A curta história urbana da humanidade afronta suas preferências ancestrais. Se milhares de gerações obtiveram água e alimento e sobreviveram, a atração pelo verde das matas e pelo azul dos corpos de água ficou cunhada em nossa herança biológica. Outrora, nas savanas, quem saía caçar em dias de sol avistava, de uma árvore, sombras de presas e de predadores. Daí o gosto por passear em dias de sol. Grant Hildebrand explica, em Origins of Architectural Pleasure: herdamos a atração por sons e aromas da natureza; o temor da altura e de ruídos súbitos; o hábito da discrição no repouso. A busca por alimento e abrigo nos fez gregários: o mundo da cultura nos atrai. Adaptamo-nos a suas cores, formas, texturas artificiais. Desde pequenos, e pelo estudo uns mais, outros menos, formamos um juízo de valor estético sobre o ambiente construído e superamos a satisfação do homem primitivo.
Há diferencial indescritível nas regiões urbanas livres do cabeamento aéreo
Mas gostos ancestrais persistem e influenciam nossa saúde mental. Buscamos ver o céu por entre as construções, aqui mais baixas, acolá muito altas. Para o exercício do ir e vir restam ruas, passeios, praças e parques. Contudo, sobre esse arranjo do espaço público paira onipresente a fiação aérea – essa gambiarra. Postes e transformadores, linhas elétricas esticadas e feixes frouxos, opacos e disformes das linhas de telefone, tevê a cabo e dados formam um conjunto não raras vezes assustador.
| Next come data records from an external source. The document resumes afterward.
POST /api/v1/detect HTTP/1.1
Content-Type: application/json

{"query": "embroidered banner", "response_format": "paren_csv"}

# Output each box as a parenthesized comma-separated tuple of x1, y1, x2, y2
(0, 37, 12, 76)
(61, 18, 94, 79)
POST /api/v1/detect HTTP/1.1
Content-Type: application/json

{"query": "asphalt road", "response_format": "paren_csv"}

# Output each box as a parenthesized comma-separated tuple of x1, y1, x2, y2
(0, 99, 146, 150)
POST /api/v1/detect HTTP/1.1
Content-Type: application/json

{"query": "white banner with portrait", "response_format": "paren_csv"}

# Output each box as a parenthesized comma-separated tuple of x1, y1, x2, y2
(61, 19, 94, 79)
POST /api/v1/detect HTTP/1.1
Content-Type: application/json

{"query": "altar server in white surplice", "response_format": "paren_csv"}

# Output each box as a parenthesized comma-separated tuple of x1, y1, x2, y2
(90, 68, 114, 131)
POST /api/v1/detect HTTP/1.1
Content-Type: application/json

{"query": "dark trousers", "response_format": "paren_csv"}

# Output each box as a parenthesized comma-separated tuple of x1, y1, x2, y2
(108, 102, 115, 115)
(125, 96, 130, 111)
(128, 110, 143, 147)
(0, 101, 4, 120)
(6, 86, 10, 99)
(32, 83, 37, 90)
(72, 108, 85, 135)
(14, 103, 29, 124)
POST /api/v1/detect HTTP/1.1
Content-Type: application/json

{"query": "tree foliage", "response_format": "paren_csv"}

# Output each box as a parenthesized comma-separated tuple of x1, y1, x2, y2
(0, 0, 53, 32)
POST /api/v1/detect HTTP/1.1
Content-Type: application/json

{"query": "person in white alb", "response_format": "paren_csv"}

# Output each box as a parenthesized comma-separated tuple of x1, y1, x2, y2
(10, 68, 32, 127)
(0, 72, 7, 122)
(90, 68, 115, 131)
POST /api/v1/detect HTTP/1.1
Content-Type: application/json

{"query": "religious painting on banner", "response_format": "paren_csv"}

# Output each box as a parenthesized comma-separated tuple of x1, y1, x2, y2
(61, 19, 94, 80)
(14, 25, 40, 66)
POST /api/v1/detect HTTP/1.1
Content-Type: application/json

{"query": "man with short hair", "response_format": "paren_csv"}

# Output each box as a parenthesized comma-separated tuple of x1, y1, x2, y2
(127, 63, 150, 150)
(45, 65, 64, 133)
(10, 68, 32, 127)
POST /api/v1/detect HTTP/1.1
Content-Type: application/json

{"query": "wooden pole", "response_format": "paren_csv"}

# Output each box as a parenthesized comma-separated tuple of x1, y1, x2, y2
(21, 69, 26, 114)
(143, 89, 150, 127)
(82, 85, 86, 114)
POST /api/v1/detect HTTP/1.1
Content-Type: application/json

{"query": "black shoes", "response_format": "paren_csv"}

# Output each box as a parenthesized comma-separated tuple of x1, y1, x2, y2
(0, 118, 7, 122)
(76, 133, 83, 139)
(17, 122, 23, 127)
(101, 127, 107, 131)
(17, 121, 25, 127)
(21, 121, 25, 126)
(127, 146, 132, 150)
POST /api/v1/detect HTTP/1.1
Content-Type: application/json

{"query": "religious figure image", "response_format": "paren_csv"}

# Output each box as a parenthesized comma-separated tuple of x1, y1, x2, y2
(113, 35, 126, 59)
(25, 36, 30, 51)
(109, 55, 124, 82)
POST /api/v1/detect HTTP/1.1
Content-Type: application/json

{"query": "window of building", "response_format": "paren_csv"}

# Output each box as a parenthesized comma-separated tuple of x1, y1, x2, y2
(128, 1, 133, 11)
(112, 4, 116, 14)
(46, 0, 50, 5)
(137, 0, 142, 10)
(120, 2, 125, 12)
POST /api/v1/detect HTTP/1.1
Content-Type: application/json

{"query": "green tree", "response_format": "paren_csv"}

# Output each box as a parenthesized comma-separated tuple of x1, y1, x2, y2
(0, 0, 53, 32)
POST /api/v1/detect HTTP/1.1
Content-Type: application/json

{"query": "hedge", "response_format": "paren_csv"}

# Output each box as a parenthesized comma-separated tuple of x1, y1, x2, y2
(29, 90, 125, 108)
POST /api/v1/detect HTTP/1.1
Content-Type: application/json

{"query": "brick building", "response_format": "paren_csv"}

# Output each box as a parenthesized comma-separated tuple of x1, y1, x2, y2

Perde-se área útil dos passeios e se compromete o crescimento das árvores – podadas em forquilha, enfraquecem. Inegáveis os benefícios da energia elétrica e das comunicações, mas nada disso subsiste a um juízo estético civilizado. Mais ainda se considerada a alternativa do subsolo.
Há diferencial indescritível nas regiões urbanas livres do cabeamento aéreo. Paris, Berlim, Roma e centenas de outras cidades exibem céu por entre os monumentos urbanos. Entre nós, isso ocorre nas cidades históricas de Minas; em Brasília, no Plano Piloto; e no Rio, na orla. No Paraná, mencione-se o centro histórico da Lapa; em Curitiba, as imediações do Centro Cívico, da Rodoferroviária, da Marechal Deodoro e Linha Verde.
A quem impor o ônus do cabeamento subterrâneo? Aos concessionários, de início, por correção de conduta. Ao poder público, porque terá um item a mais para administrar. Aos usuários, porque os custos serão atualizados. A todos, enfim, porque demandará paciência.
E há benefícios econômicos, sim. O turismo, na balança comercial brasileira, é apenas menor que a exportação de soja em grão e minério de ferro. Mas é, certamente, o item mais elaborado. Segundo a OMT, viajam ao Brasil 6 milhões de turistas ao ano; pouco, diante de 80 milhões à França, 70 milhões aos EUA ou 50 milhões à Itália. O Brasil atrai com suas belezas naturais. Que dizer de Curitiba, sem praia, nem rios, e com seu futebol desacreditado? O aspecto marcante é sua evolução urbana, pura realização cultural: não se embeleza a natureza, mas se pode aprimorar mais e mais negócios, emprego e renda. O fim do cabeamento aéreo é uma causa nobre. A primeira tarefa? Olhar para cima.